Things are getting curiouser and curiouser at Bayreuth these days. A little over 72 hours after bass-baritone
Yevgeny Nikitin made an exit out of the new production of
Der fliegende Holländer following a revelation that at one point he had a swastika tattooed on his chest,
Katharina Wagner and
Eva Wagner-Pasquier, who have run the festival since the death of their father
Wolfgang Wagner, have announced that the 2016 new production of
Parsifal will be directed by way-out radical German artist
Jonathan Meese. And guess what? Meese loves swastikas! The artist is notorious for using swastikas in his art, as well as other Nazi imagery. Meese's own words reveal his unique relationship to these well-known Nazi symbols:
"
They should be what they are, not want we want them to be. That’s
crucial. It’s not about what I want. It’s about what these terms want.

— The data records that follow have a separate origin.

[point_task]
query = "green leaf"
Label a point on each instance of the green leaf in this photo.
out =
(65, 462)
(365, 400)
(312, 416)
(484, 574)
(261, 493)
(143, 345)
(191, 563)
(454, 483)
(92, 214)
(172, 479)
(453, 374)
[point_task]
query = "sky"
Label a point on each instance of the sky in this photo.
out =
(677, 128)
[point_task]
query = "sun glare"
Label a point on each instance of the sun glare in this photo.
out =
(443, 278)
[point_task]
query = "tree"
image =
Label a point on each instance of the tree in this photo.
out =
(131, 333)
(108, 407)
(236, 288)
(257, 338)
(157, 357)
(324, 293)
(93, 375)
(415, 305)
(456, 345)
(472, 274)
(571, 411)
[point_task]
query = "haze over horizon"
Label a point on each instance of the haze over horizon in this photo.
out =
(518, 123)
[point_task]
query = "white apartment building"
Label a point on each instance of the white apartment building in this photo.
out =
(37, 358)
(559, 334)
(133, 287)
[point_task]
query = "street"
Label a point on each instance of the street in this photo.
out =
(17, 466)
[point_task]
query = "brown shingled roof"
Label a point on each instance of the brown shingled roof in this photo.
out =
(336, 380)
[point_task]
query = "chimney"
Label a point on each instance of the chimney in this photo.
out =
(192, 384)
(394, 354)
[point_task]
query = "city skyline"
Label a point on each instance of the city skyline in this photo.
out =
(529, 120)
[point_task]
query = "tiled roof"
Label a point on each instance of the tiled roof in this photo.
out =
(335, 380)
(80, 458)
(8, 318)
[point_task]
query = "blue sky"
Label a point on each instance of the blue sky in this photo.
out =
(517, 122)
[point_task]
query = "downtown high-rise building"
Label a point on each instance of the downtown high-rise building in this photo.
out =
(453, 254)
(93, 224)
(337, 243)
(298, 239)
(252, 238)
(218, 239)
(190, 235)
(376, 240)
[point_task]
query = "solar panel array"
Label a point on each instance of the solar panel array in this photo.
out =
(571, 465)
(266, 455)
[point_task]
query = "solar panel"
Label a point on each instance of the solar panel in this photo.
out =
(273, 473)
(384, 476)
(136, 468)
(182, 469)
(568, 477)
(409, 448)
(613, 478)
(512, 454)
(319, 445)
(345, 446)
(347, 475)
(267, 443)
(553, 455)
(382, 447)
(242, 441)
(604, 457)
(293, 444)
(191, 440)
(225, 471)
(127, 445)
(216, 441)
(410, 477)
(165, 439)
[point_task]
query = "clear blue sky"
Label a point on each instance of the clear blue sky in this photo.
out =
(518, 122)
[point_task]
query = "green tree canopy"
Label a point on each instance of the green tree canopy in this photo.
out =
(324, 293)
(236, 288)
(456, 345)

For they want something. Of course a swastika is ideologically loaded,
but that’s not in the thing itself. The swastika will tell us itself
what it wants. We’ve only lost that. We’ve only forgotten that. That
this can also be conceded to these things, to be exactly that, what they
want and not what I want—that’s critical."

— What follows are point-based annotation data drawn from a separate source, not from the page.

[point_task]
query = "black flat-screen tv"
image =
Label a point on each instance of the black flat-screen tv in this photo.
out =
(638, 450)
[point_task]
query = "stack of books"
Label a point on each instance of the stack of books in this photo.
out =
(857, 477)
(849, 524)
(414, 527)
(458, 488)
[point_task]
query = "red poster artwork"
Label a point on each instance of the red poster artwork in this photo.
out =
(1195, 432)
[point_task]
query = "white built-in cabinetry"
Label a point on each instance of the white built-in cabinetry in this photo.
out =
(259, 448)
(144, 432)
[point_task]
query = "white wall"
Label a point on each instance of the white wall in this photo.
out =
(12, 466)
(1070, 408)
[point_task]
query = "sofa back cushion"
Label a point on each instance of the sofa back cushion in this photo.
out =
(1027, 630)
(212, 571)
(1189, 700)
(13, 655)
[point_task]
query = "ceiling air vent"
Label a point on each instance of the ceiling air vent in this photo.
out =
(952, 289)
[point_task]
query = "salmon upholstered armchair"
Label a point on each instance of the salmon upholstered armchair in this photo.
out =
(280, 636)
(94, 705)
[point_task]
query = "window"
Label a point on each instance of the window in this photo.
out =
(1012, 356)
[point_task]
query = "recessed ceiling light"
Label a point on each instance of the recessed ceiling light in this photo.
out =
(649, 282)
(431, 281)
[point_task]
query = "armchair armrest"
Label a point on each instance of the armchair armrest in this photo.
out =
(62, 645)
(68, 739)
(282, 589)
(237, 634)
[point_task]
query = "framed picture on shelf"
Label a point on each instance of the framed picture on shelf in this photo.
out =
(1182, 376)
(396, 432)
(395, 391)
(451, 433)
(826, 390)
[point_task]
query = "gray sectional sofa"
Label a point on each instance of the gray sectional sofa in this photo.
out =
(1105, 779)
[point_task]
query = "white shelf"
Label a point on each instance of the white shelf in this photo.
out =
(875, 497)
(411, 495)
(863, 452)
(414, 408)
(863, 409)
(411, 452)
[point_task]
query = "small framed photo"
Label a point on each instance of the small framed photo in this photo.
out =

Even though Meese has had little experience directing an opera, in 2005 he was responsible for a performance art piece using Wagner's complete Parsifal score. This six hour performance took place at Berlin's
Staatsoper Unter der Linden under the baton of
Daniel Barenboim. Here are two picture from that performance.
The news that Meese is coming to Bayreuth immediately brings to mind the 2004
Christoph Schlingensief notorious production of Parsifal that was consistently booed year after year. Ultimately, that production tried but failed to knock down some of the more conservative walls at the Green Hill. Artistically, it was not strong enough to do that. What it did accomplish was to crack the door open and allow an artist like Meese to sneak in with the hopes that he will subvert the place a few notches more.
Given his track record, there will be a huge outcry when Meese unveils his Bayreuth Parsifal four years from now -- whatever he comes up with. Those conservative walls are still very much there, and I'm convinced that the Bayreuth management is setting the scene for a tremendous right versus left clash. It's what they want because they know it's the thing that makes opera exciting these days.